Collateral Validation

Before accepting a vault as collateral:

  1. Verify it was created by a trusted factory by calling the factory's isProxy() function
  2. Evaluate the security of its underlying asset, price oracle, and configuration
  3. Verify that its transfer method doesn't invoke any external contracts that could run attacker code
  4. Be cautious with vaults that have hooks installed, as they may interfere with liquidations

Oracle Security

When selecting price oracles:

  1. Use reliable and decentralized oracle solutions when possible
  2. Consider using oracles with a non-zero bid-ask spread to communicate real-time pricing risks
  3. For cross pricing, ensure that all price sources in the chain are reliable

Risk Management

For ongoing risk management:

  1. Monitor positions for unhealthy debt-to-collateral ratios
  2. Implement robust liquidation systems to ensure unhealthy positions are liquidated efficiently
  3. Consider the implications of using a vault as collateral that itself accepts risky collateral

Governance Practices

If governing a vault:

  1. Make governance actions transparent and predictable to users
  2. Use timelocks for sensitive operations like changing LTVs or price oracles
  3. Consider using limited governor contracts that can only perform specific actions
  4. Have clear procedures for emergency responses to market events or discovered vulnerabilities

Vault Security Features

Liquidation Cool-Off Period

The cool-off period prevents an account from being liquidated inside a block where it was previously healthy.
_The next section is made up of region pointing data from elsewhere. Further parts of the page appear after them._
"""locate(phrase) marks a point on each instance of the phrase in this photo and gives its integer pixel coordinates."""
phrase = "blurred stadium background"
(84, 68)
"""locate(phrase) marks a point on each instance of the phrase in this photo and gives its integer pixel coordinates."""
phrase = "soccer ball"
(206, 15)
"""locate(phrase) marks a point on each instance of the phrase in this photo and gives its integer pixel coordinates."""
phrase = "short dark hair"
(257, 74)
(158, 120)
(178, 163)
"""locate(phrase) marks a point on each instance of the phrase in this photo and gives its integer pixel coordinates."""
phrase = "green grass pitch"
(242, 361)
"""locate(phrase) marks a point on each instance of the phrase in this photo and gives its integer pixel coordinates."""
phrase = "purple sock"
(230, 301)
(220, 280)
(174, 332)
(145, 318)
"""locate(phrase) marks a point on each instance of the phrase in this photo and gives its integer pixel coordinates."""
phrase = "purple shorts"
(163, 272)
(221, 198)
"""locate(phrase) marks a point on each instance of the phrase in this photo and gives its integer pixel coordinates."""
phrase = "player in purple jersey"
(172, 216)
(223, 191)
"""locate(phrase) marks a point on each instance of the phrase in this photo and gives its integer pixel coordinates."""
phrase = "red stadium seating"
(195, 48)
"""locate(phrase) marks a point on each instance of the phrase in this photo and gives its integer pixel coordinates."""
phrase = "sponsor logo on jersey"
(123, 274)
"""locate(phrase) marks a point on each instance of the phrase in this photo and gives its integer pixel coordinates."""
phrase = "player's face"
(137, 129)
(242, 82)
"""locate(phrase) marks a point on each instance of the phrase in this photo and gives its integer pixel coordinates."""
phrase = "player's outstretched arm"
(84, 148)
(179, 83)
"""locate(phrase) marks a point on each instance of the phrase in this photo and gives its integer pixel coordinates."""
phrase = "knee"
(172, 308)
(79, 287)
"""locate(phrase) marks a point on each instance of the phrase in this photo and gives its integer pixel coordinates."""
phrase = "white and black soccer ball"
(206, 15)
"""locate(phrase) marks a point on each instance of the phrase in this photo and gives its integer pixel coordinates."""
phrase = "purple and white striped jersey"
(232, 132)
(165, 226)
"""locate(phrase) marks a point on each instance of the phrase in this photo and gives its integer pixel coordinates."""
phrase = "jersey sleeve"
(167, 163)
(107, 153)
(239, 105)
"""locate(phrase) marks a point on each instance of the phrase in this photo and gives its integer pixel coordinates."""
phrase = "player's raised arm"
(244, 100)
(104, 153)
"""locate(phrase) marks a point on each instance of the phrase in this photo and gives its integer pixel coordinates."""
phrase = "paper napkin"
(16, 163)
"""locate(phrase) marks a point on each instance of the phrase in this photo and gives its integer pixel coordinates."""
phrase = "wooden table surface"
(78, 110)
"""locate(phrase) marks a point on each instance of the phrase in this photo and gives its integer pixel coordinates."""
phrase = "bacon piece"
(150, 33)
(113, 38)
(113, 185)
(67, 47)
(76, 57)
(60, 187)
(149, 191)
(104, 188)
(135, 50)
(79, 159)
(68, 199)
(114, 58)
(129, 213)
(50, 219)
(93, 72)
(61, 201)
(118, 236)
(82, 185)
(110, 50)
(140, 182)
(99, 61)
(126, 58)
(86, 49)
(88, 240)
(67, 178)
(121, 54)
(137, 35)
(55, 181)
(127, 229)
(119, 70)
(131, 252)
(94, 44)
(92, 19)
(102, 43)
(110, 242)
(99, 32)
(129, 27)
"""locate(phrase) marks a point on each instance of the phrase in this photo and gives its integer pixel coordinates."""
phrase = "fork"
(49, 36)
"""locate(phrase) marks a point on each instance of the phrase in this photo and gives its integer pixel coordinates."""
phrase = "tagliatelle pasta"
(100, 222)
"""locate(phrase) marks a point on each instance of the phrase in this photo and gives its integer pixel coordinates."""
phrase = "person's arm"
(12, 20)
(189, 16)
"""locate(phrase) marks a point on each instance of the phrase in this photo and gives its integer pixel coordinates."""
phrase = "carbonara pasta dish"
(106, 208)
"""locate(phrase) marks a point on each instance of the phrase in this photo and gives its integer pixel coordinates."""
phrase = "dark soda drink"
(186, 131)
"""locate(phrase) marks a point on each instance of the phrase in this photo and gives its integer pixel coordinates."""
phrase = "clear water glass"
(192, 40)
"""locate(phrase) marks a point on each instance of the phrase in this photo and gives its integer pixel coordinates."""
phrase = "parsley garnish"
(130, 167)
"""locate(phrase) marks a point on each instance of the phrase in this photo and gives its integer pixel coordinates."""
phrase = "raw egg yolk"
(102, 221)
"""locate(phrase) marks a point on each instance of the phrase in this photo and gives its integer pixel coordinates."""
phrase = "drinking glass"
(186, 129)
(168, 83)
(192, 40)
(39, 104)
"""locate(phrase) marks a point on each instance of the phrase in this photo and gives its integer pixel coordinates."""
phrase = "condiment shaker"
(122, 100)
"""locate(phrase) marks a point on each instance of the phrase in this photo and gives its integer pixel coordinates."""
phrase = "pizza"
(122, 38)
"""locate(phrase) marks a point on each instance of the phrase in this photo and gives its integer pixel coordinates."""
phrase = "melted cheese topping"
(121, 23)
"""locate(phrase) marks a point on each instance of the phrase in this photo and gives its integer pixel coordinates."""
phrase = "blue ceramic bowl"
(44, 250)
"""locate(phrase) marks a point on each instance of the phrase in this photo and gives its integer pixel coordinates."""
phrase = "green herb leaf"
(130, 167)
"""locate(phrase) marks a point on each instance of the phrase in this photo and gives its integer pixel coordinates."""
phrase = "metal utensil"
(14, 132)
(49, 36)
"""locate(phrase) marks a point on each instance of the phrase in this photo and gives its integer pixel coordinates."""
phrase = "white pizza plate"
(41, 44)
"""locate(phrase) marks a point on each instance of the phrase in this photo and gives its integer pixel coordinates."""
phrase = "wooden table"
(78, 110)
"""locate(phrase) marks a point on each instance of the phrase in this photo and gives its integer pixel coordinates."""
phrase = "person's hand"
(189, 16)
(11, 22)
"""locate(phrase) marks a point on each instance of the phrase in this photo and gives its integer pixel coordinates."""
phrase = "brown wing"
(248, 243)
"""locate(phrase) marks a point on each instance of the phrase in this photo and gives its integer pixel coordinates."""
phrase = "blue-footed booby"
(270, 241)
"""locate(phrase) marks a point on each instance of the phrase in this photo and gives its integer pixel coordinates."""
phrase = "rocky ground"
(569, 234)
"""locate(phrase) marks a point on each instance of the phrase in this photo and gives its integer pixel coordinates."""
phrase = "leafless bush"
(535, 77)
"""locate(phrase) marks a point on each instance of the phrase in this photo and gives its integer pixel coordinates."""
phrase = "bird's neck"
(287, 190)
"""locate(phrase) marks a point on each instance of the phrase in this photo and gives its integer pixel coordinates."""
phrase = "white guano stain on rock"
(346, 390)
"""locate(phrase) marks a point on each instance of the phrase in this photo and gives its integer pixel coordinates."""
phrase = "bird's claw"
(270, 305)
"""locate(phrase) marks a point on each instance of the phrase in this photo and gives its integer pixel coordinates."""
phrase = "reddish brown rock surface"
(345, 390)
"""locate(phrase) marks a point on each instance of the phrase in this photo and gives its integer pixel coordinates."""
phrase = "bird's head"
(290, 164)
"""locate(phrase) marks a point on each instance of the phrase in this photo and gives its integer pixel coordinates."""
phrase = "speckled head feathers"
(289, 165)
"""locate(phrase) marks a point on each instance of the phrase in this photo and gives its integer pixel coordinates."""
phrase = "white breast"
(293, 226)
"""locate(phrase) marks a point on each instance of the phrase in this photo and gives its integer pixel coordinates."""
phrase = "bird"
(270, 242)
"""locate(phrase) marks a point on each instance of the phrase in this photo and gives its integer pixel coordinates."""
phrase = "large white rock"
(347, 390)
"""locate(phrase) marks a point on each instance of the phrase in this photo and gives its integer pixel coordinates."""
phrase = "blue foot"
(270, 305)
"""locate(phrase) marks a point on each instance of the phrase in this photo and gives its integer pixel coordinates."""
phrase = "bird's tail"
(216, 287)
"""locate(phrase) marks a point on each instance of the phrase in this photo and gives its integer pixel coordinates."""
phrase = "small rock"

This protection helps prevent certain types of price oracle attacks by forcing attackers to keep positions open between blocks, exposing them to potential risk.

LTV Ramping

When reducing liquidation LTVs, a ramp duration can be specified to linearly decrease the LTV over time. This protects borrowers from sudden LTV changes that could cause unfair liquidations.

Bad Debt Socialisation

Vaults have bad debt socialisation enabled by default to handle cases where a liquidation still leaves an account with outstanding debt. This prevents bank-run scenarios as it socializes losses to all depositors.

Internal Balance Tracking

Vaults track balances internally rather than depending on direct token balance checks. This prevents certain types of donation-based exchange rate manipulations.